Well, if it did, he sure didn’t seem to feel it. He showed it only in the increased speed and ease of his speech, which wasn’t slurred in the least.

“She turned into a sort of a lush, after a while,” he said, his own glass empty now. “You get soft living on somebody else’s money all the time, never working a day, you know? She never worked a day. Last fucking job she ever had was when she was a cocktail waitress at Harold’s, in Reno, which is where I met her, the whore. That’s what she turned into, only she gave it away. With all the money of mine she had, you’d think she’d at least go around fucking the country club set or something, but no. Lowlifes. That’s what she was and who she liked to be around. Just pick up some goddamn factory worker in a bar and ball him and blow him and Jesus. Anyway, she got hit by a car about five, six, years ago. Drunk. And Frank Jr. came to live with me. He was torn, though, I think, you know?
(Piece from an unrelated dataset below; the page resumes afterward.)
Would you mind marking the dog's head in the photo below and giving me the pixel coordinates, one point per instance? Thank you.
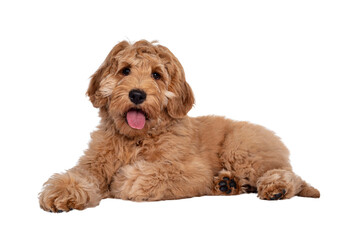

That sister-in-law of mine was the closest thing to a mother Frank ever had, and how can you blame him for feeling something for the old douche bag? Listen, I got to have a beer chaser, that’s all there is to it. You?”

“Okay. Make it a gimlet, though.”

He did, and he sipped some beer before starting up again.

“He was a quiet kid, Frank Jr. He wasn’t too active, not in sports or any of those high school things. I think I maybe disappointed him, a little, because I was more strict than he thought I’d be. I wanted to know where he was going, what time he’d be in, things like that. I wanted to know what crowd he was running with, would check out the kids, their parents. He had some friends I didn’t much approve of, but I finally gave up on that. He was his mother’s son, after all, what’re you gonna do? The biggest blow-up we ever had was over money. I didn’t give him much. Hell, I didn’t give him any. I put a roof over his head, food on his fucking table, and it was a goddamn good roof and the food wasn’t leftovers by a long shot. I had a sixty-thousand-dollar home, there in Burlington, maid who cooked, kid had it easy. Too easy to suit me. I wanted him to work. He needed to know about that, that things don’t come easy in this life. I didn’t want him to be a lousy whore like his mother, if you know what I mean. You got to learn to earn your money, or at least fucking win it, you know what I mean? I tried to teach him that, and I think he came to learn it and maybe even respect me for it. He worked at a gas station and before you know it he had his own car and he dressed good and I was proud of the kid, really was. The only thing was I should’ve watched him closer. I just couldn’t keep him from that crowd he ran with, and about two years ago it all kind of came to a head.”